CarbonCure Technologies of Dartmouth, N.S. has jumped to international prominence in the battle to reduce global greenhouse gas (GHG) with a recent investment from a group of high-profile investors. Breakthrough Energy Ventures, chaired by Bill Gates and co-funded by several high-tech billionaires like Jeff Bezos, Michael Bloomberg and Sir Richard Branson, recently endorsed the Canadian company for its multi-patented process that injects carbon dioxide into concrete during manufacture.
Breakthrough Energy Ventures’ financial commitment reflects the increased attention being paid to “embodied carbon” — the total amount of CO2 produced throughout the construction process. Gates suggests that the increased intensification of cities around the world has improved many common measures of life quality, such as access to schools, health care, and job opportunities. However, the construction process itself creates huge amounts of carbon and therefore contributes to climate change.

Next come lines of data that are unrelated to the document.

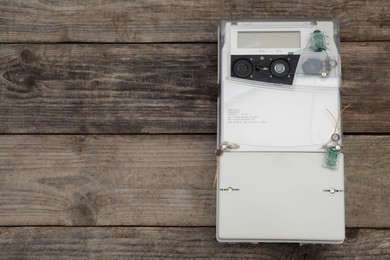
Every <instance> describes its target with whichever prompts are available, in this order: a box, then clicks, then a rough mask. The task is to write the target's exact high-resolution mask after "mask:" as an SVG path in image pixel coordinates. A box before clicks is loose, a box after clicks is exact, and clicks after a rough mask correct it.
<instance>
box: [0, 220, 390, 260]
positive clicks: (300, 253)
mask: <svg viewBox="0 0 390 260" xmlns="http://www.w3.org/2000/svg"><path fill="white" fill-rule="evenodd" d="M346 235H347V239H346V241H345V242H344V243H343V244H341V245H326V246H322V245H305V246H299V245H298V244H266V243H263V244H258V245H252V244H221V243H218V242H217V241H216V240H215V229H214V228H208V227H203V228H199V227H197V228H140V227H105V228H96V227H95V228H91V227H89V228H69V227H68V228H63V227H54V228H53V227H13V228H0V258H6V259H26V258H28V259H54V258H55V259H130V258H131V259H145V258H147V259H155V258H163V259H201V258H202V259H204V258H206V259H238V258H245V259H259V258H261V259H325V258H331V259H339V258H354V257H355V258H364V259H375V260H377V259H388V258H387V257H388V255H389V254H390V248H389V243H390V230H381V229H379V230H371V229H350V230H347V234H346Z"/></svg>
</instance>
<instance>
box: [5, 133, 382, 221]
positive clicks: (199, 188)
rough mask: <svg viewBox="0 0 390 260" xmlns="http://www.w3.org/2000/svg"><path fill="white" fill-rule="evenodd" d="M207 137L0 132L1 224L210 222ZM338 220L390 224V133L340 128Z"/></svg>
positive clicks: (213, 168)
mask: <svg viewBox="0 0 390 260" xmlns="http://www.w3.org/2000/svg"><path fill="white" fill-rule="evenodd" d="M215 146H216V144H215V136H214V135H184V136H178V135H168V136H163V135H162V136H160V135H152V136H142V135H141V136H123V135H121V136H111V135H104V136H69V135H66V136H64V135H59V136H52V135H47V136H46V135H43V136H42V135H38V136H35V135H17V136H13V135H10V136H8V135H2V136H0V225H2V226H7V225H11V226H17V225H21V226H22V225H70V226H71V225H84V226H85V225H89V226H94V225H97V226H99V225H137V226H213V225H215V193H214V190H213V188H212V183H213V177H214V173H215V160H214V157H213V149H214V148H215ZM345 147H346V154H345V163H346V165H345V174H346V184H345V185H346V225H347V226H348V227H378V228H384V227H387V228H389V227H390V208H389V207H388V205H390V190H389V186H390V178H389V169H390V137H389V136H359V135H356V136H355V135H353V136H346V137H345Z"/></svg>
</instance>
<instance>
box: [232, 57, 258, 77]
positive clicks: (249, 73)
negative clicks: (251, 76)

“Buildings are made of concrete and steel, both of which produce a lot of emissions when they’re being made,” says Gates. “In fact, these two materials account for around 10 per cent of the world’s annual greenhouse gases. By one estimate, the world will add 2 trillion square feet of buildings by 2060 — the equivalent of putting up another New York City every month for the next 40 years.” Significant innovation in construction is one of five areas that Gates believes will avoid what he calls a “climate disaster.”
CarbonCure has a mission to deliver CO2 utilization solutions that provide competitive advantages while reducing harmful emissions across the concrete supply chain. This aligns with the objectives set out by Breakthrough Energy Ventures. “Through a process of due diligence, we were able to demonstrate that we met all of their criteria,” said CarbonCure Technologies CEO Robert Niven. “We could provide breakthrough climate technology, have strong commercial scalability, and at the same time have a profound impact on CO2 emissions affecting climate change.”
Using carbon captured from industry emitters and by third parties as an additive to the concrete mix, CarbonCure’s technology effectively removes CO2 from the atmosphere forever. Furthermore, independent tests have determined that the process measurably improves the strength of the concrete with minimal added cost to manufacturers.
CarbonCure has been CSA approved, and is available coast-to-coast in Canada. With Breakthrough Energy Ventures as a major shareholder actively involved in growing the business, Niven said the company now has the resources to expand further.
“We are currently working with nearly 200 concrete producers around the world. Our business model of retrofitting existing concrete plants with CarbonCure technology scales up very quickly and will now continue into international markets. We will be working with local partners who have a lay of the land, in Asia for example, and will soon be announcing plans for Europe,” he said.
Niven described how the fund’s financial infusion is also accelerating the development of new CarbonCure technologies, such as those dealing with the volume of waste water created at concrete manufacturing facilities. “We have a pipeline of technology that uses carbon dioxide productively in the manufacture of concrete. This deepens our business and delivers environmental benefits to the industry.”
A high-profile investment from Gates and friends has significant promotional value for CarbonCure as well, said Niven. “We are getting a lot of very valuable one-to-one introductions. You can imagine the type of influence this group has across the world. They are working with others who are really trying to take action on climate change,” he said.
The company has further benefitted from initiatives undertaken by several municipal, provincial and state jurisdictions across North America. Recently, Emissions Reduction Alberta announced a $5 million partnership with the company to accelerate the rollout of current CarbonCure systems and technologies to help the province reach its climate goals.
Niven believes CarbonCure’s formula is both needed and obvious in today’s world. He said, “you can get better concrete and a lower carbon footprint, all at the same price. Why wouldn’t you do that?”